FFFF has written about this particular scam before: the Fullerton cop union sends out a pleading request for donations to…itself. Now the supplicant is FPOA boss, Stewart Hamilton, and he writes to you just before Christmas – the Season of Giving!
The thing is so illogical, so dumb, and is really nothing more than pandering to the brainless, or maybe kids with access to their parent’s debit card.
Here’s the latest version of the plea for your hard-earned dough:
Notice first the emotional supplication from behind the Thin Blue Line: we’re there for you now we need you! Well, they want your money, that’s for sure, as will become evident by the end of the letter.
But no, it’s really not about money, see, it’s about family! “Knowing we are not alone” makes all the difference. Alone? They’ve got a over a hundred members plus a completely subservient city council majority.
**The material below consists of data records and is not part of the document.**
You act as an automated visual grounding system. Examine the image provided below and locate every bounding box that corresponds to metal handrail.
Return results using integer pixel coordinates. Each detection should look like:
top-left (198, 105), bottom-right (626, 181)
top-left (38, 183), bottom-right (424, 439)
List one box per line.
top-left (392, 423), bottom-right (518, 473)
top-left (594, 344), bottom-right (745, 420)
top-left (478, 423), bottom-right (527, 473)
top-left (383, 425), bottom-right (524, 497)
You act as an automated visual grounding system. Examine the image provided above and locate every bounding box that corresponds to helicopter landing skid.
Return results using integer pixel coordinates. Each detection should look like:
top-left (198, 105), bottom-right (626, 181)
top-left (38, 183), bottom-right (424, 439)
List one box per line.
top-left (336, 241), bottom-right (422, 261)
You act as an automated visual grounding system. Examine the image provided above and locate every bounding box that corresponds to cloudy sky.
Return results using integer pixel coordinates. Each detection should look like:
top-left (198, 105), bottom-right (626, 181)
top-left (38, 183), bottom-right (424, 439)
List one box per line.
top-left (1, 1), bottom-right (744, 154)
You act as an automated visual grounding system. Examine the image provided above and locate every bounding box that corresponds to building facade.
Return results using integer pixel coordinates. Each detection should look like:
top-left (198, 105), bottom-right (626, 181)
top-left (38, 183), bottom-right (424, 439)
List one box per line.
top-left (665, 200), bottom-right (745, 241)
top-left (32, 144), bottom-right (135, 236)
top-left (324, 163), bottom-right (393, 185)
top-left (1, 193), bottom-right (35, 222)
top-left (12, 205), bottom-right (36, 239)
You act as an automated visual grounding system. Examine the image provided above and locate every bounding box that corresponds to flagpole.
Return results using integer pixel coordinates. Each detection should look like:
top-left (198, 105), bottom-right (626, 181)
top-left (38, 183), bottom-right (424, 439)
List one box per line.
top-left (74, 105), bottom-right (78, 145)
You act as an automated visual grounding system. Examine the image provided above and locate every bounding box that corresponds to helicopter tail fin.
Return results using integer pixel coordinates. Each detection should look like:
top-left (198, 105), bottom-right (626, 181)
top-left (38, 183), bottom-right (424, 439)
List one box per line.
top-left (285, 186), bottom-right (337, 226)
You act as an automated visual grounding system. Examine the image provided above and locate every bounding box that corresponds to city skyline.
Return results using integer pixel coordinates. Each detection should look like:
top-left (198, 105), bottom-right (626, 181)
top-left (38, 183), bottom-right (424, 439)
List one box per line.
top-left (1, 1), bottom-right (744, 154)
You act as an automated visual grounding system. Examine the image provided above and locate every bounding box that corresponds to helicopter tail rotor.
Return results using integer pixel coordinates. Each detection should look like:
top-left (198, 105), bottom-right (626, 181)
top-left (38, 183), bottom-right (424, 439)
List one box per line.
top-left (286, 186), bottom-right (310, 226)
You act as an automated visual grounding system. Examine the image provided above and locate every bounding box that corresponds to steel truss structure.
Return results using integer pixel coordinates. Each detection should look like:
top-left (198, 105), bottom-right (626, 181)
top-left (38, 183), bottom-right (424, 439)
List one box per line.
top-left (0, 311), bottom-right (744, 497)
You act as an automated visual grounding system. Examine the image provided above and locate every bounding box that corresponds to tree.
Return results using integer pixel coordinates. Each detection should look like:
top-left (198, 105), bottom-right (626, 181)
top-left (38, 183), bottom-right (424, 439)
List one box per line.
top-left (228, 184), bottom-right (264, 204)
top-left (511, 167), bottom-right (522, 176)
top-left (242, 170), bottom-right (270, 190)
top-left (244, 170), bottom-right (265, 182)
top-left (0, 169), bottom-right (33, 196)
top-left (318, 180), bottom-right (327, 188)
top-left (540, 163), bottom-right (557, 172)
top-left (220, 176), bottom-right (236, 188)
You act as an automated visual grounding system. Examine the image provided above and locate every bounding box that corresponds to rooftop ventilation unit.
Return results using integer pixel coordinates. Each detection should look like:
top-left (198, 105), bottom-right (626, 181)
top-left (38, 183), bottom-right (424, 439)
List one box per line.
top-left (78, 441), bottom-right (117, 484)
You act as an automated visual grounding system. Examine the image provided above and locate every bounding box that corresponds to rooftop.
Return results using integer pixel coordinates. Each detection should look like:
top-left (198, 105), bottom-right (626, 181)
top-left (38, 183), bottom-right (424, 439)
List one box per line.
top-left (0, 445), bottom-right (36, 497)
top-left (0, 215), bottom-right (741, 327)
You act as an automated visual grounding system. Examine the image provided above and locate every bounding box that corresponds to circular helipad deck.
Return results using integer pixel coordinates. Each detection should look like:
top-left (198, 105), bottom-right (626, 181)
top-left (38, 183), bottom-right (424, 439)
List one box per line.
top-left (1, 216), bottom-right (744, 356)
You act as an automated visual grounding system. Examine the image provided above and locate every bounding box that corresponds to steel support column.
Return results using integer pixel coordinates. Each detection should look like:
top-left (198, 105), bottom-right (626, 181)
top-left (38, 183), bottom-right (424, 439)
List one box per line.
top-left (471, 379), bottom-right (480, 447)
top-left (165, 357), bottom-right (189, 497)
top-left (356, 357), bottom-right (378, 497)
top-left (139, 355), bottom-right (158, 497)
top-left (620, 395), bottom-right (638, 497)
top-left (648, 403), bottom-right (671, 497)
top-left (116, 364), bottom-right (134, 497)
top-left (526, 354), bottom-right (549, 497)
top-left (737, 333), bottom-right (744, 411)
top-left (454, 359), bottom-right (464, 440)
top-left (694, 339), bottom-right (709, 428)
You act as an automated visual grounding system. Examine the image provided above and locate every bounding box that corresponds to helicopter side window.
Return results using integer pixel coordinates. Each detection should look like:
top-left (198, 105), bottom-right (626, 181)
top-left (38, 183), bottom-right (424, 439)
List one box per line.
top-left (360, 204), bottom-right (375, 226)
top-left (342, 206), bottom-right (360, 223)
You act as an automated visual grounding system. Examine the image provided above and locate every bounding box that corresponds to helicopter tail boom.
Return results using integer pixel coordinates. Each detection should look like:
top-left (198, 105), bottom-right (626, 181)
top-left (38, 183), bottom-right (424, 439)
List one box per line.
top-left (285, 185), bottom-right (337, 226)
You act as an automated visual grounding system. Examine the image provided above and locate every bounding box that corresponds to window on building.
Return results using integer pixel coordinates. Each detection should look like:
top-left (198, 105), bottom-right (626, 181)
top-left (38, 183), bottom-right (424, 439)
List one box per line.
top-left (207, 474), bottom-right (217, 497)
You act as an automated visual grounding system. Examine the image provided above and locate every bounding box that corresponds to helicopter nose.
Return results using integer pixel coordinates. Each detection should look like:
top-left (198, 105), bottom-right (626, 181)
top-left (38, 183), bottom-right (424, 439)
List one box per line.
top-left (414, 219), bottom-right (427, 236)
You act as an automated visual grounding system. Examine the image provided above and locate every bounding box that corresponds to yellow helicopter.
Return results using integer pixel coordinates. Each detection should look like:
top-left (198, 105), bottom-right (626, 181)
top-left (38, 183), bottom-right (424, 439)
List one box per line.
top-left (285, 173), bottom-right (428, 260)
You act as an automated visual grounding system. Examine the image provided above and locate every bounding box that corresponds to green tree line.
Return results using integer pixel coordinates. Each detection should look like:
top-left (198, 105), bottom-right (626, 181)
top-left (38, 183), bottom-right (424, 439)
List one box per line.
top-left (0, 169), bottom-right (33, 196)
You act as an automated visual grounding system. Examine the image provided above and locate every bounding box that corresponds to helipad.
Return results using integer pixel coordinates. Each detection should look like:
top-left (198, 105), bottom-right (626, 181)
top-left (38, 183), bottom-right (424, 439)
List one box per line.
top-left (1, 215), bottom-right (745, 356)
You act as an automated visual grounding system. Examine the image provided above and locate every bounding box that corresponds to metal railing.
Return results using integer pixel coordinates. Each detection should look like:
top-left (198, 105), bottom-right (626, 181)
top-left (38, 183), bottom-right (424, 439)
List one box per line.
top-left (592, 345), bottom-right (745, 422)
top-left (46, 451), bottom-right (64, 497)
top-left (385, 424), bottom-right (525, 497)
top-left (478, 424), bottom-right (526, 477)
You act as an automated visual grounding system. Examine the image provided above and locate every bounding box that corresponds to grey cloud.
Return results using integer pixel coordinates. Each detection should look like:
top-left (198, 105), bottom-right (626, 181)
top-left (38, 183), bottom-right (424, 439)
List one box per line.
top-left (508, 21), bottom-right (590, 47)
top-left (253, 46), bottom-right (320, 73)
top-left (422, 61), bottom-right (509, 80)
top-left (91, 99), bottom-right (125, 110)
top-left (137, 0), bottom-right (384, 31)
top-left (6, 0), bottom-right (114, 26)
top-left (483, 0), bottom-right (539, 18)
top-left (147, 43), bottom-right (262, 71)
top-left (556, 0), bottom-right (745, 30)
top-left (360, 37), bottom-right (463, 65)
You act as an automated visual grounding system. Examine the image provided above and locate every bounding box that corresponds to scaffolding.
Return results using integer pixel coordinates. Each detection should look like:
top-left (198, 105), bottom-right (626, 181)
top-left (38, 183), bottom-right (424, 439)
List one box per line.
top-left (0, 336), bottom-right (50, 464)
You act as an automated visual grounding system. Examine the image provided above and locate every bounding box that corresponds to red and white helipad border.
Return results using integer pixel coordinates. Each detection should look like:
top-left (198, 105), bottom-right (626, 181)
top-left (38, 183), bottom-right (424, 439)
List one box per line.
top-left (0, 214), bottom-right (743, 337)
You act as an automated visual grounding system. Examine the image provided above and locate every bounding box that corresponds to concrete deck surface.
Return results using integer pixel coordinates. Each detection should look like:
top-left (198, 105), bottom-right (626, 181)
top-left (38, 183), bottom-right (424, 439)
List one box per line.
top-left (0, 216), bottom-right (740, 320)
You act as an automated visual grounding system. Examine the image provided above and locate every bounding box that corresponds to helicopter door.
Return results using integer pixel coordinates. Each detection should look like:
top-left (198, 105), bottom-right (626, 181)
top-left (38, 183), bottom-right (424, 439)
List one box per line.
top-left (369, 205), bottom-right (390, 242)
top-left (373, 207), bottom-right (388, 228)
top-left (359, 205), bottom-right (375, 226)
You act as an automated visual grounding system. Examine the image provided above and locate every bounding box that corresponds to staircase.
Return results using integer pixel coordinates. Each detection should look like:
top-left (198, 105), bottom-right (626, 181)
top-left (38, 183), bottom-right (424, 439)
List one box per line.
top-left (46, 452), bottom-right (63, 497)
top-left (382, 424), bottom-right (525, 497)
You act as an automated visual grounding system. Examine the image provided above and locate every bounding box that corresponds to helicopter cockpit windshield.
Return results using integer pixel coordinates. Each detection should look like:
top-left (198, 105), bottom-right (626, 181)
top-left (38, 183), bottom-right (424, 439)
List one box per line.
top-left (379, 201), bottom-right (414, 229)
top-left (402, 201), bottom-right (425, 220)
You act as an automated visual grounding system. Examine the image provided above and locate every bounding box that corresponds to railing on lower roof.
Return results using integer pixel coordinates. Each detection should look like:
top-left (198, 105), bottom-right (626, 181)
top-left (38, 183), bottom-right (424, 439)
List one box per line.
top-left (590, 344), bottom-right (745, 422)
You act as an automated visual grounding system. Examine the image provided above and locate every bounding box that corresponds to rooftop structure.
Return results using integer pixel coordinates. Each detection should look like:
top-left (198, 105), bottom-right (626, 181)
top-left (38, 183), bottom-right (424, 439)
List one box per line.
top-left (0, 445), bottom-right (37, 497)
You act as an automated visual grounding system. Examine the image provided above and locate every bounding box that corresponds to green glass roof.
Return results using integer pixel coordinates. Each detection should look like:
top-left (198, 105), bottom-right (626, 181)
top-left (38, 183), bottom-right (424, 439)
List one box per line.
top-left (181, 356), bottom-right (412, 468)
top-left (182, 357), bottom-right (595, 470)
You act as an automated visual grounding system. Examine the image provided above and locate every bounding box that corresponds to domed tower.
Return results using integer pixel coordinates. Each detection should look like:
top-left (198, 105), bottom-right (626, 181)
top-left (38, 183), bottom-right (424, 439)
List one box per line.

The cheapest and dirtiest part of this greasy swindle is tying it to helping local charities and their good works. Except that there’s no details and no information about a charitable deduction. And what kind of gullible numbskull would make a charitable donation via the cop union? I’ll answer that: someone who shouldn’t have access to cash or credit.
The recipient is told that somehow his donation will “make a difference” to “fallen heroes” although this is not explained; possibly because Fullerton’s one and only “fallen hero” fell twenty-seven years ago.

But the union, that pours tens of thousands of dollars into each Fullerton politcal campaign to elect lackeys on the council like Flory, Chaffee and Fitzgerald, wants you to know how much they appreciate your generosity. Give a hundred bucks and get a lapel pin! Give $250 and you can add a “toy K9” to your bric-a-brac shelf! Double down on that and you will get a “custom” plaque you may hang on your den wall – right next to the plaque with the singing rubber bass.
For the guy with only fifty dollars to part with, you, sir, will get a decal for your car window, although Mr. Stewart assures us that it will not get you preferential treatment should you be unlucky enough to fall into the clutches of the FPD. Still you have to wonder if, maybe, former City Manager, Joe Felz wasn’t displaying a decal the nigh he jumped a Glenwood Avenue curb, ran over a tree, tried to get away and was subsequently driven home by grateful members of the FPOA.